The inclusion of secondary characters (those that only are applicable to some of the taxa understudy) into phylogenetic studies can provide deeper insight into the relationship between taxa. Below, we demonstrate one possible way to include inapplicable characters into the scoring of phylogenetic trees. To do so, we use two key ideas:
- The scoring extends the canonical algorithm of Fitch, 1971 that computes the sum of the changes across the branches of the tree, and
- To include inapplicable characters in the sum of the changes, we use a disparity measure that weights the primary and secondary contribution to the change. For this proof-of-concept, we use the HSJ disparity measure of Hopkins & St. John, 2018., but others can be used instead. The HSJ measure has a scaling parameter, α, that adjusts the weight inapplicable characters have in the analysis.
We build on the extendible frameworks of Brazeau, Guillerme, and Smith, 2019. to implement the algorithm.

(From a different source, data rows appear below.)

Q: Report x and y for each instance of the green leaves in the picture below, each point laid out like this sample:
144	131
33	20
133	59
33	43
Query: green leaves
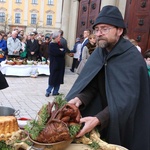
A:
74	129
4	146
60	100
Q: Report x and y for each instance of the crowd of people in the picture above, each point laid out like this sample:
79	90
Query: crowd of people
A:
112	90
16	44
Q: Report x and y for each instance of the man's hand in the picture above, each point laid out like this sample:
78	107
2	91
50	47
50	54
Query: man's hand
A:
15	52
76	101
89	124
32	53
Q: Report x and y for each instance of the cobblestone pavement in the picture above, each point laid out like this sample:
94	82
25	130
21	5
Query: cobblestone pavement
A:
27	94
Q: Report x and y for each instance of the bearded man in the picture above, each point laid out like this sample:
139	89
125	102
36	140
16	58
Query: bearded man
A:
113	89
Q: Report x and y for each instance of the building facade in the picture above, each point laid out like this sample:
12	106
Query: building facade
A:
73	16
41	15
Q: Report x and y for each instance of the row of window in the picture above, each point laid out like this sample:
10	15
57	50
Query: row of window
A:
50	2
33	18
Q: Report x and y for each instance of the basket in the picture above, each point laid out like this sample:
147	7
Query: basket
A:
10	62
18	62
52	146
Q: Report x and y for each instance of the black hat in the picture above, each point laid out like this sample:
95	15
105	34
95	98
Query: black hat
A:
110	15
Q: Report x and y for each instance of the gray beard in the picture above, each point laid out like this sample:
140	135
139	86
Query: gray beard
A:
103	44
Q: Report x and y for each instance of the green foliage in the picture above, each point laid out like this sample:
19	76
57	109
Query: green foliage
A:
94	145
74	129
60	100
4	146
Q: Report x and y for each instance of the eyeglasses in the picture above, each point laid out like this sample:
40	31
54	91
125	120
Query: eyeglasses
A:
104	30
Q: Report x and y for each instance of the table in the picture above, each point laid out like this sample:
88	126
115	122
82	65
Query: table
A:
24	70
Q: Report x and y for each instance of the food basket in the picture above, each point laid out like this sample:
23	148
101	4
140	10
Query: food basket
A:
52	146
19	62
10	62
86	147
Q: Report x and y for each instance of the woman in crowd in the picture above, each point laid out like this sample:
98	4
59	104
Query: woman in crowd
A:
3	82
147	59
87	51
3	48
57	65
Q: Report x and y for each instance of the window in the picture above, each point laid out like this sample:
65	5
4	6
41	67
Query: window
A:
50	2
17	18
49	20
2	17
33	18
18	1
34	1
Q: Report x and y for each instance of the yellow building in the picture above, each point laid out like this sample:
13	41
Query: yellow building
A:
29	15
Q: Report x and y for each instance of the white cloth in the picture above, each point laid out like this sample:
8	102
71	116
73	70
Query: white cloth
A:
78	50
23	70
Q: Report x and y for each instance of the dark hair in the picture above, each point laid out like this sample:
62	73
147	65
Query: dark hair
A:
147	54
61	32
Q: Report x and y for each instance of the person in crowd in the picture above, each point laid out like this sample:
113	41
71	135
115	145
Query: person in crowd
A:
8	34
147	59
87	51
13	45
113	89
3	82
5	37
20	34
40	42
86	34
3	48
76	51
32	48
44	48
63	42
23	50
134	42
57	65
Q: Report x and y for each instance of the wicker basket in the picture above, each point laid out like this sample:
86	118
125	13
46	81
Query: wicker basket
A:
10	62
18	62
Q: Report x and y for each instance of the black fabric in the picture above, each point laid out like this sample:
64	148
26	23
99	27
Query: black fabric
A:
3	82
127	91
57	64
110	15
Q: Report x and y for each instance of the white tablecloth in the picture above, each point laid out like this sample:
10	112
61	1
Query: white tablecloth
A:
23	70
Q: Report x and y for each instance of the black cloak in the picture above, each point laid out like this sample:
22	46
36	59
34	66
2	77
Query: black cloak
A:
3	82
128	94
57	64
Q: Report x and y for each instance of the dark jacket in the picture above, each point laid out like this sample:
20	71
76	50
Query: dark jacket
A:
44	50
83	44
57	64
32	47
127	94
63	43
3	82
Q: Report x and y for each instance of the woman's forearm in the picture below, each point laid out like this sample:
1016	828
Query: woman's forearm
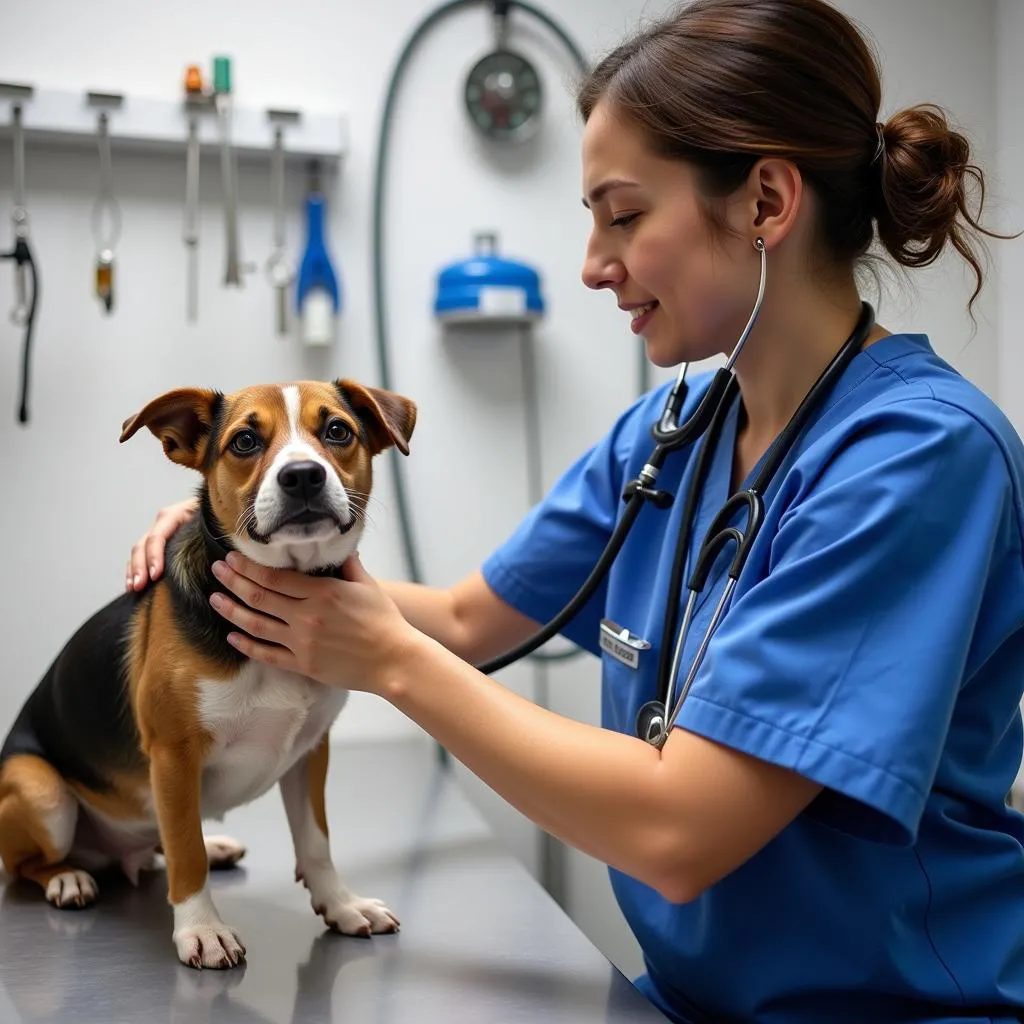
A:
597	791
430	609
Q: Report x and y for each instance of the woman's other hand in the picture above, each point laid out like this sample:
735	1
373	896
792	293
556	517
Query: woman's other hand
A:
146	560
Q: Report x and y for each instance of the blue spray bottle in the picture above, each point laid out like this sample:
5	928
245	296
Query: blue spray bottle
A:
317	294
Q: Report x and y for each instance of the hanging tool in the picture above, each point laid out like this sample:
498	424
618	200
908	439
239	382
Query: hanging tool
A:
195	103
105	236
24	312
280	274
222	103
318	295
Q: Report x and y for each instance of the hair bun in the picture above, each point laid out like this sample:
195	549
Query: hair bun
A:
926	172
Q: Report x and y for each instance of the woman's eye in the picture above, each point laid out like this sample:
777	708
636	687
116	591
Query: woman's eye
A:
338	432
624	219
245	442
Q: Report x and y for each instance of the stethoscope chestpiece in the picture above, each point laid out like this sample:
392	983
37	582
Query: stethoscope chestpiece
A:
650	723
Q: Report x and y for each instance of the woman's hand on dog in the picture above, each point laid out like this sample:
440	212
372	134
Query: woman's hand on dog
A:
345	633
146	560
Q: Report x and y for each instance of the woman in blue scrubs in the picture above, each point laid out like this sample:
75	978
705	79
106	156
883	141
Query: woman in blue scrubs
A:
824	836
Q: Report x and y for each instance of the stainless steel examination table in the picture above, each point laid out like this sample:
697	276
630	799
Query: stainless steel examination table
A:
480	940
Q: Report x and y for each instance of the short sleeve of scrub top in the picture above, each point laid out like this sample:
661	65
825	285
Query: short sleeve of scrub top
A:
554	549
843	657
872	643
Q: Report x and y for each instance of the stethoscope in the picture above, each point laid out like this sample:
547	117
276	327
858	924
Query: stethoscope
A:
655	718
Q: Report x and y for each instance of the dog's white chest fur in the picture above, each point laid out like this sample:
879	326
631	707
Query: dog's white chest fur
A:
261	722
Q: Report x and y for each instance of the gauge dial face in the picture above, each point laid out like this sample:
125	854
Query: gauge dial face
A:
503	95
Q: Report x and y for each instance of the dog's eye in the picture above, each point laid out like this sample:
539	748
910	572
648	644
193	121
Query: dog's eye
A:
338	432
245	442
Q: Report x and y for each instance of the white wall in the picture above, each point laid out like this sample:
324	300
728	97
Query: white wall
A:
74	500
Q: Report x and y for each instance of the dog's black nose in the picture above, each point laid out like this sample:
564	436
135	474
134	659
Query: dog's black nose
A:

Maddison, 1993 considered the situation where some taxa have tails, some do not, and how do you include that information in the analysis. We start with a simple example of antennae and then discuss the Maddison example.
Silhouettes modified from phylopic.org (Scutigerella immaculata by Janssen, Prpic, Damen, & Keesey; Lithobius forficatus by B. Lang).
We start with a simpler example (pictured above). The matrix has four taxa: two (t1 and t2) with red antennae and two (t3 and t4) with blue antennae. Taxa t1 and t4 represent Symphyla myriapods, and t2 and t3 represent Chilopoda myriapods. The first character in the matrix indicates the presence or absence of antennae. The next four characters, in gray italics, describe the antennae. If antennae are not present (i.e., the first character is coded as absent or '0'), then these characters are inapplicable in the analysis. For this example, antennae are coded as present for all the taxa.
The two trees are annotated with the transitions for character states required for an internal labeling with minimal number of changes. Focusing first on the four primary characters, scoring the trees via the canonical algorithm of Fitch, 1971, the left-hand tree has a score of 6, and the right-hand tree has a score of 3. The right-hand tree has the better score, and, in fact, the best score over all possible trees on these taxa.
The secondary characters have an additional 4 (and 8, resp.) changes for the left-hand (right-hand) tree, which if included directly in the scores, favors the left-hand tree. In this case, the contribution of the secondary characters outweighs the primary character contribution and yields a different tree as optimal.
To include secondary characters in the analysis, we scale the contribution of each associated primary by their secondary character contribution, scaled by a parameter, α, ranging from 0 to 1. We use the HSJ disparity measure in the examples below, but other disparity measures can be used as well. For the HSJ measure, when α=0, there is no contribution of the secondaries, and the scores are identical to the Fitch algorithm on the primary characters. When α=0.5, the contribution is 50% of the fraction of the secondaries that disagree. So, the left-hand tree has a score of 6 + α(4/4) = 6 + 0.51 = 6.5. The right hand tree has a score of 3 + α*(4/4+4/4) = 4. If α=1.0, then the scores become 7 and 5.
Maddison, 1993 examined inapplicable characters, describing a hypothetical situation where the first character is the presence or absence of a tail and includes additional characters that describe the tail, if present.
For example, if we have the matrix, on the left, with a controlling primary, two secondaries, and four additional primaries, an optimal internal labeling will have the secondary characters changing states between at two places in the tree (between t3 and the parent of t1 and t2, as well as, between t12 and the parent of t13 and t14). Similarly, an optimal internal labeling will have the primary characters change twice for first primary and once for the remaining ones. This yields a parsimony score on the primary characters only of 6 and with the inclusion of secondary characters (with inapplicables treated as missing data) of 10. The software allows scaling of the contributions of the secondary characters (details of this example are in code). If the scaling parameter, α, is 0.5, then the contribution of the secondary characters is 50% and the score for the tree on the left is 6+α(2/2+2/2) = 7.